La derrota en Nueva York caló hondo, pero en medio del silencio del vestuario y el llanto en las calles de Buenos Aires, una voz se alzó para ponerle palabras al sentimiento de 47 millones de compatriotas: Pedro Rosemblat, el conductor de Gelatina, no se guardó nada y lanzó una reflexión que se volvió un grito de guerra nacionalista en las redes sociales.
Así las cosas, Rosemblat reivindicó la esencia de ser argentino, esa irreverencia que los centros de poder no perdonan y que nos mantiene con la frente en alto a pesar del dolor e identificó con precisión quiénes son los que hoy brindan con la tristeza argentina.
Con una prosa cargada de verdades, el periodista señaló la envidia que genera la camiseta albiceleste: "Festejan los españoles. Y con ellos, festejan también los ingleses. Varios mexicanos, chilenos, franceses, portugueses. Hincharon por Cabo Verde, por Egipto, por Suiza, por Inglaterra. Deseaban profundamente nuestra derrota, nuestra rendición", comenzó disparando en su posteo viral.
Para Rosemblat, el rechazo global no es casualidad, sino una reacción a nuestra forma de ser: "Hay algo en la irreverencia argentina que no toleran, no soportan, no pueden aceptar. Lloraron y se quejaron durante todo el Mundial. Dijeron que nuestro país, sin moneda ni recursos, había comprado el torneo. Que Infantino, que la FIFA, que Trump".
En su descargo, el (ex) "Cadete" y ahora novio de Lali Espósito recordó que la Argentina no necesita permiso para ser grande. Los números y la historia avalan al país, por más que les pese a los que hoy intentan minimizar la trayectoria: "Porque de los últimos 12 mundiales jugamos seis finales. Porque los mejores de toda la historia nacieron acá. Porque desde el sur del mundo hay un pueblo que batalla, celebra, corre y juega como nadie en el planeta", sentenció con orgullo patriótico, poniendo en valor que haber llegado a la definición del Mundial 2026 es otra medalla de honor para el fútbol nacional.
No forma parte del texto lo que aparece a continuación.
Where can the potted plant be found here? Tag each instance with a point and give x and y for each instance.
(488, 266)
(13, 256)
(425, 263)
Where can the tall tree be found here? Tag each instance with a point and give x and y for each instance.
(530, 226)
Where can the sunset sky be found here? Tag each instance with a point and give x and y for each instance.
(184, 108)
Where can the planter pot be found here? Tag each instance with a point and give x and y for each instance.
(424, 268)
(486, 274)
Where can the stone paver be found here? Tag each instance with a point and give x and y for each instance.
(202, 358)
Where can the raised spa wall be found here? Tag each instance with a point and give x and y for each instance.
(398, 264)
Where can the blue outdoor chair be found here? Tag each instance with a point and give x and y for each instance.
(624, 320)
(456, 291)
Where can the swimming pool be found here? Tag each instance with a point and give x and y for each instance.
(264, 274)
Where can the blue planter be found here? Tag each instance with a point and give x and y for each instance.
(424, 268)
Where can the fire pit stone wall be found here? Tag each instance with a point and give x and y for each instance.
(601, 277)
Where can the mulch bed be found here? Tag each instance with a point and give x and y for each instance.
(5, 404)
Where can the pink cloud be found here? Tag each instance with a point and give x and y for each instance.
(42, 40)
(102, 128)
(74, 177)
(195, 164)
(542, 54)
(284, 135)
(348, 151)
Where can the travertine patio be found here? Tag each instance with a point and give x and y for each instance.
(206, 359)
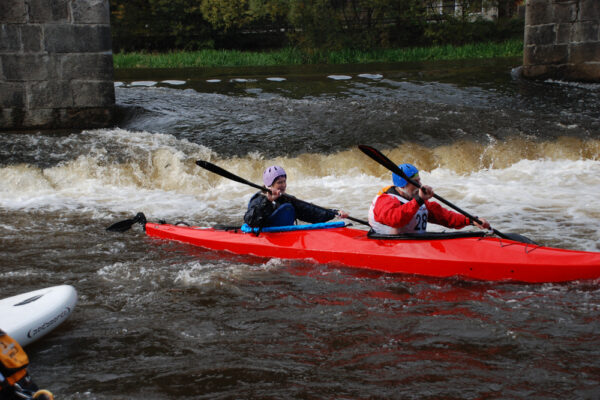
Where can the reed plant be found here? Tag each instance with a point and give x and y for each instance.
(296, 56)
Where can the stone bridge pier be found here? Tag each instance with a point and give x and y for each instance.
(56, 64)
(562, 40)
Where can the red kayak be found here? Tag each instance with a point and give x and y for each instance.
(469, 255)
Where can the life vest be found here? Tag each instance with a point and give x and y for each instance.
(13, 361)
(418, 223)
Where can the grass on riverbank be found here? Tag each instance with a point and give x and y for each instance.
(293, 56)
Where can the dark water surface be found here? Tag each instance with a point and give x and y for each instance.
(163, 320)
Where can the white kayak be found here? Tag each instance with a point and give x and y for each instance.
(29, 316)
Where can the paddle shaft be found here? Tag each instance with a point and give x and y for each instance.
(389, 164)
(226, 174)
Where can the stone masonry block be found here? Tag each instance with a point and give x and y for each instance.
(82, 118)
(544, 55)
(40, 118)
(584, 52)
(32, 38)
(589, 10)
(540, 35)
(93, 66)
(49, 11)
(49, 94)
(6, 118)
(10, 38)
(585, 32)
(93, 93)
(563, 33)
(13, 11)
(91, 12)
(22, 67)
(77, 38)
(538, 12)
(565, 12)
(12, 94)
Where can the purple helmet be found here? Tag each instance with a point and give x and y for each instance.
(271, 174)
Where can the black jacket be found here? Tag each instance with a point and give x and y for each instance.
(260, 208)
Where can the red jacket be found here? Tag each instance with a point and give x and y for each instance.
(391, 212)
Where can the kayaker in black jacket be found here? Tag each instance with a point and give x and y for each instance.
(271, 209)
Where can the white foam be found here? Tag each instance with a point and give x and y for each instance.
(143, 83)
(339, 77)
(174, 82)
(241, 80)
(371, 76)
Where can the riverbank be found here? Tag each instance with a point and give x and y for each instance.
(294, 56)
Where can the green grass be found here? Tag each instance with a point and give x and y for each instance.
(294, 56)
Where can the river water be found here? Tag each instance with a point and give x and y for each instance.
(163, 320)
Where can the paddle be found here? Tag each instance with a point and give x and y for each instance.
(226, 174)
(125, 225)
(389, 164)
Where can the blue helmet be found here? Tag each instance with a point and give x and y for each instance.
(410, 170)
(271, 174)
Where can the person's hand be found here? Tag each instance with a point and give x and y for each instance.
(484, 224)
(426, 192)
(342, 214)
(274, 194)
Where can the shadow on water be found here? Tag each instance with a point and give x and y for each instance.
(329, 108)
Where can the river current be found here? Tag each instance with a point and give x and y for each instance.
(164, 320)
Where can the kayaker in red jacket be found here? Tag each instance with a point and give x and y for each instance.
(271, 209)
(405, 208)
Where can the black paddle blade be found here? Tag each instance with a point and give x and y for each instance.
(519, 238)
(382, 159)
(123, 226)
(226, 174)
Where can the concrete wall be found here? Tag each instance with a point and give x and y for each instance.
(56, 66)
(562, 40)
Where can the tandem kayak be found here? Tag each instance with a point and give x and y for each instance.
(469, 255)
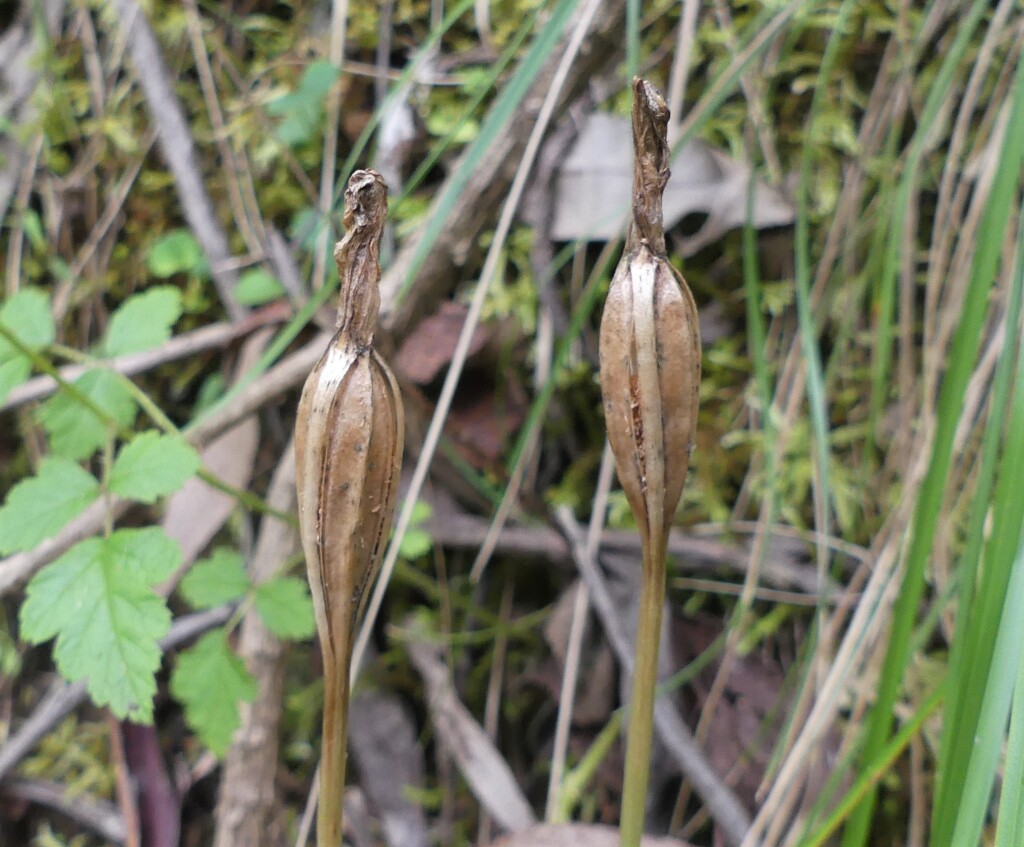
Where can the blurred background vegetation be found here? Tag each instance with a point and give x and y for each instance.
(848, 578)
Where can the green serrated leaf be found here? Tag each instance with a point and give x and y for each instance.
(75, 431)
(415, 544)
(13, 372)
(153, 465)
(27, 314)
(40, 506)
(210, 680)
(300, 111)
(217, 580)
(107, 619)
(286, 608)
(148, 554)
(143, 321)
(257, 287)
(175, 252)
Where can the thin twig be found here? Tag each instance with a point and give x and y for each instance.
(179, 151)
(180, 346)
(98, 816)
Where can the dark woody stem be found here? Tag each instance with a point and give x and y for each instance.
(650, 166)
(357, 256)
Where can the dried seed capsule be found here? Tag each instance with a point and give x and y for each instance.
(348, 446)
(650, 377)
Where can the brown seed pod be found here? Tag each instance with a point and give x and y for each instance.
(650, 378)
(348, 446)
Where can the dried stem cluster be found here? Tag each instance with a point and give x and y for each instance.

El cierre de su mensaje fue una caricia al alma de un pueblo herido pero jamás vencido. Pedro Rosemblat apeló a la memoria de los dioses del fútbol argentino para sellar un pacto de lealtad con nuestra bandera: "Ser argentino es la mayor alegría que tenemos, la única que nos queda. Contra todo y contra todos. Con la frente en alto. Con Messi y Maradona. Con ese orgullo que nos hace gritar 'Vamos Argentina' todavía. Y solo nosotros sabemos lo que ese 'todavía' significa. Fue un viaje hermoso. Y hasta acá llegó".